自己回避鎖の回転半径は、排除体積効果を考えていないガウス鎖の値よりも大きくなり、その比は半径膨張因子と呼ばれます。
ガウス鎖と自己回避鎖の両末端間距離の分布は↓のようになり、\(R\)が小さいときには排除体積効果が顕著に効いてくるため、存在確率が下がり、逆に\(R\)が大きいときの確率が上がります。
導出は少し難しいですが、排除体積効果を考えた屈曲性高分子の平均二乗回転半径はモノマー数の\(1.2\)乗になることが知られています。
ガウス鎖だと\(n\)の\(1\)乗に比例するはずなので、この指数でどちらか判別することができます。
そしてこの半径膨張率\(\alpha_S\)は、下の式で定義する排除体積パラメータ\(z\)の関数になります。
ここで\(n_S\)と\(b_S\)は、高分子セグメントの個数と結合長です。
セグメントというのは、小さな構成要素という意味で、これまでは主鎖の原子だけを考えていましたが、いくつかの主鎖の原子をまとめたり、側鎖の原子も含めたりした原子よりも大きな塊を指します。
とは言っても抽象的で分かりにくいので、ここではモノマー単位のことだと思っていただいても問題ありません。
そして、\(\beta_S\)は定数です。
縦軸を\(\alpha_S^2\)、横軸を\(z^{\frac{2}{5}}\)としてグラフを書くと、↓のようになることが知られていますが、実際の関数の導くことは数学的にかなり難解で、シミュレーションから求めた近似式や実験から得られた経験式しかありません。
そして、このグラフを見ると、\(z\)が小さいときには\(\alpha_S\)がほぼ\(1\)になるため、ガウス鎖として考えても問題ないことになります。

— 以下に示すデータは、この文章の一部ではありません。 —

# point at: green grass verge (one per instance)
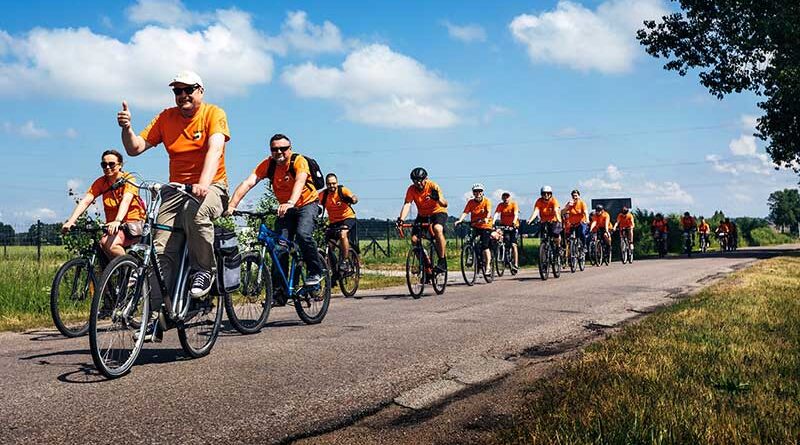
(718, 368)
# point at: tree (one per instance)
(740, 45)
(784, 208)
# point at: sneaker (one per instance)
(201, 284)
(313, 280)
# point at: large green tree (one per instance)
(740, 45)
(784, 208)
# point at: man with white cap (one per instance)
(194, 134)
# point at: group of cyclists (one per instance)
(194, 134)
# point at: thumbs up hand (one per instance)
(124, 116)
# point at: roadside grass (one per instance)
(720, 367)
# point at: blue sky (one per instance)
(515, 95)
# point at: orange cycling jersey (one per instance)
(479, 213)
(602, 220)
(422, 198)
(508, 213)
(660, 226)
(547, 209)
(625, 220)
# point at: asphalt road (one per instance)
(293, 381)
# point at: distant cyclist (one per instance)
(601, 225)
(625, 225)
(507, 212)
(549, 212)
(479, 210)
(431, 208)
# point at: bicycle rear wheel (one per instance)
(311, 302)
(248, 308)
(349, 278)
(119, 314)
(71, 297)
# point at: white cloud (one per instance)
(228, 53)
(574, 36)
(466, 33)
(299, 34)
(378, 86)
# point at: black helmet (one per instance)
(418, 174)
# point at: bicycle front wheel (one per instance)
(248, 308)
(119, 314)
(71, 297)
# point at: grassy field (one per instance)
(718, 368)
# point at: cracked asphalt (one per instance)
(294, 381)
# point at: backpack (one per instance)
(316, 177)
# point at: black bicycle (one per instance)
(419, 266)
(549, 254)
(473, 261)
(75, 283)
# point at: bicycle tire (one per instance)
(311, 304)
(115, 279)
(415, 272)
(348, 283)
(77, 297)
(248, 309)
(469, 264)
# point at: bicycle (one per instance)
(625, 250)
(503, 255)
(473, 261)
(549, 254)
(345, 271)
(576, 255)
(248, 310)
(130, 281)
(75, 283)
(419, 268)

この\(z\)が小さくなるというのはつまり、排除体積効果によって生まれるセグメント間の斥力に対して、何らかの引力が働いている状態を表しています。
その斥力と引力のバランスにあたるのが、先ほど定数と紹介した\(\beta_S\)で、これを2体クラスター積分と呼びます。
良溶媒と貧溶媒
それでは高分子に働く引力とはなんのことでしょうか?
ここで重要になるのが高分子と溶媒の親和性です。
親和性が高く、その高分子をよく溶かす溶媒は良溶媒、親和性が低く、その高分子をあまり溶かさない溶媒は貧溶媒と呼ばれます。

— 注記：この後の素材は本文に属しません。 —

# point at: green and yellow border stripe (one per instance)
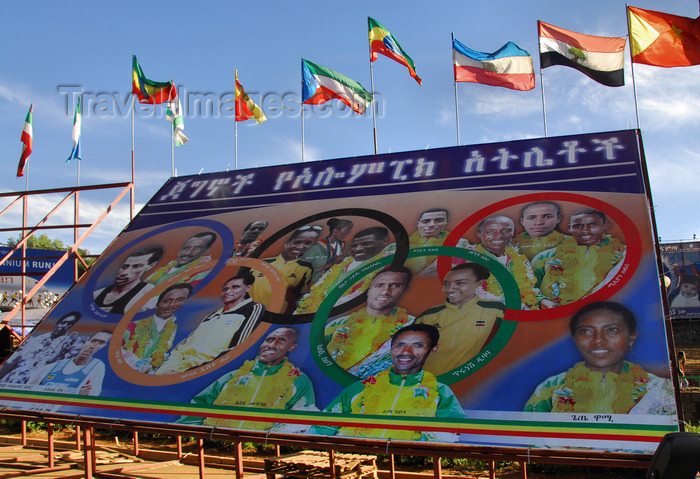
(486, 427)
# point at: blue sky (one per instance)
(49, 45)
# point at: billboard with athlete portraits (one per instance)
(503, 294)
(681, 263)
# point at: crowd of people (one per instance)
(44, 300)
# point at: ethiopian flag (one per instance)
(320, 84)
(149, 91)
(382, 41)
(27, 139)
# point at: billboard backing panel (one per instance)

各溶媒中での高分子のコンフォメーションを考えてみると、この絵のようになります。
左の良溶媒中では高分子と溶媒の親和性が高いため、糸毬状に広がった高分子の球の中にたくさんの溶媒分子が入り込みます。
対して貧溶媒中では、高分子と溶媒の親和性が低いので近くに溶媒分子を置くよりも、自分自身のセグメントを置いた方が熱力学的に安定になります。
その結果、このように縮まった構造をとるようになります。この縮もうとする力こそが、排除体積効果と対をなす引力になります。
2体クラスター積分
それではどうやって斥力と引力のバランスを考えるのか、格子モデルを使って説明します。
これから図で説明しますが、図中で●を高分子のセグメント、○を溶媒分子とします。
また、高分子セグメントに\(1\)、溶媒分子に\(2\)という番号を付けて表すことにします。
引力を考えるうえで重要なのは、セグメント同士が近づいたときにどれくらいエネルギーが安定化するのかということです。
下図の下側のように格子内でセグメント同士が隣接した状態が最も安定であるとすると、その直前の状態は、間に1個溶媒分子が入った、上側の形になります。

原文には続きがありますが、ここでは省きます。